On Fully-Secure Honest Majority MPC Without n² Round Overhead

Fully secure multiparty computation (or guaranteed output delivery) among n parties can be achieved with perfect security if the number of corruptions t is less than n/3, or with statistical security with the help of a broadcast channel if t < n/2. In the case of t < n/3, it is known that it is possible to achieve linear communication complexity, but at a cost of having a round count of Omega(depth(C) + n) in the worst case. The number of rounds can be reduced to O(depth(C)) by either increasing communication, or assuming some correlated randomness (a setting also known as the preprocesing model). For t < n/2 it is also known that linear communication complexity is achievable, but at the cost of Omega(depth(C)+ n(2)) rounds, due to the use of a technique called dispute control.

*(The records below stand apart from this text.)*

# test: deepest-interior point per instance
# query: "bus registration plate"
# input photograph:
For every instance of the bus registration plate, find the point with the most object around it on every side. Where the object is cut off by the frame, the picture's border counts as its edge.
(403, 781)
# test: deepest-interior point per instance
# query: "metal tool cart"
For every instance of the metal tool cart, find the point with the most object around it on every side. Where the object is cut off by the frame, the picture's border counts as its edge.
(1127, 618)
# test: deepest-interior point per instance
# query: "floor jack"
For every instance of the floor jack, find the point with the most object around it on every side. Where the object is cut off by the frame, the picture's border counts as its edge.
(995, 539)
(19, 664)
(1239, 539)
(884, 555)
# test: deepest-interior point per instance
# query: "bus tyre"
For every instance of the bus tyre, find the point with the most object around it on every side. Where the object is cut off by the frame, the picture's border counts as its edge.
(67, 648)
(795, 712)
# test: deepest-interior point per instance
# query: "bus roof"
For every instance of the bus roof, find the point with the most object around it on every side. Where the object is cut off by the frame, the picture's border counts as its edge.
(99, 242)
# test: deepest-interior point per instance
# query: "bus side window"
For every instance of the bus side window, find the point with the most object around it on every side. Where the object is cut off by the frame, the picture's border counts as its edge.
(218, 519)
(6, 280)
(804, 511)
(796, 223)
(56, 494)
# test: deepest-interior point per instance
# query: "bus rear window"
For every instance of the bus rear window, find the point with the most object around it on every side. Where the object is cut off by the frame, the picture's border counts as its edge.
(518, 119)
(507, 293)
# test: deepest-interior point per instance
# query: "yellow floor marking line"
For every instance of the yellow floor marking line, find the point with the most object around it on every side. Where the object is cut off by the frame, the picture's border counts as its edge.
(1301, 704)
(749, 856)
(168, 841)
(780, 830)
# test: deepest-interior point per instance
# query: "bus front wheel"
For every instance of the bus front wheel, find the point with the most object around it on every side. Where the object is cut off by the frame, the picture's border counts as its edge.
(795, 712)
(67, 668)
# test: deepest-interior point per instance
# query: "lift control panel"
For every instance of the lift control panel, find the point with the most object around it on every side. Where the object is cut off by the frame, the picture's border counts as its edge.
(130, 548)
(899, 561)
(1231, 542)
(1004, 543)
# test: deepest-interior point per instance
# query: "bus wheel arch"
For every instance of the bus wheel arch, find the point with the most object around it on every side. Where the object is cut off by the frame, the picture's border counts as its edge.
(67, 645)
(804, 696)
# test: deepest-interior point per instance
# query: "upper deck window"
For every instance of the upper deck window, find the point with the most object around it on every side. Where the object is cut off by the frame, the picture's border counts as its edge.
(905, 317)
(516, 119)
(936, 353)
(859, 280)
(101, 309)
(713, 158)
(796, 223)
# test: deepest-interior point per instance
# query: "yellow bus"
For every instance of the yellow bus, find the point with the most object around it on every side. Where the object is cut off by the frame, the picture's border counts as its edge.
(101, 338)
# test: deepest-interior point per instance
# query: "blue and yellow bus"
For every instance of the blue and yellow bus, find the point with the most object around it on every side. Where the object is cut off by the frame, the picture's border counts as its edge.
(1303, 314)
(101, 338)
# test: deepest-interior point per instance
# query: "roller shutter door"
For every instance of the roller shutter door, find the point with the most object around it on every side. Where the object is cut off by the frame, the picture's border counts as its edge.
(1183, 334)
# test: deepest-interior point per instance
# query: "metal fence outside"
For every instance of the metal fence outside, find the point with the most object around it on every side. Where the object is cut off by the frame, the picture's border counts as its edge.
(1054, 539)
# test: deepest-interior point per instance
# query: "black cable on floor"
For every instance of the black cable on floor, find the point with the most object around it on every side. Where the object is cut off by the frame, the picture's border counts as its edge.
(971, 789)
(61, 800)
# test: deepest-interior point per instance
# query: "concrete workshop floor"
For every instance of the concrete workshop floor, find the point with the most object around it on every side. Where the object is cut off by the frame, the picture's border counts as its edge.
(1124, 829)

However, in contrast to the t < n/3 setting, it is not known how to reduce this round count for t < n/2 to O(depth(C)), neither allowing for larger communication, or by using correlated randomness. In this work we make progress in this direction by taking the second route above: we present a fully secure protocol for t < n/2 in the preprocessing model, that achieves linear communication complexity, and whose round complexity is only O(depth(C)), without the additive n(2) term that appears from the use of dispute control. While on the t < n/3 such result requires circuits of width Omega(n), in our case circuits must be of width Omega(n(2)), leaving it as an interesting future problem to reduce this gap. Our O(depth(C)) round count is achieved by avoiding the use of dispute control entirely, relying on a different tool for guaranteeing output. In the t < n/3 setting when correlated randomness is available, this is done by using error correction to reconstruct secret-shared values, but in the t < n/2 case the equivalent is robust secret-sharing, which guarantees the reconstruction of a secret in spite of errors. However, we note that a direct use of such tool would lead to quadratic communication, stemming from the fact that each party needs to authenticate their share towards each other party. At the crux of our techniques lies a novel method for reconstructing a batch of robustly secret-shared values while involving only a linear amount of communication per secret, which may also be of independent interest.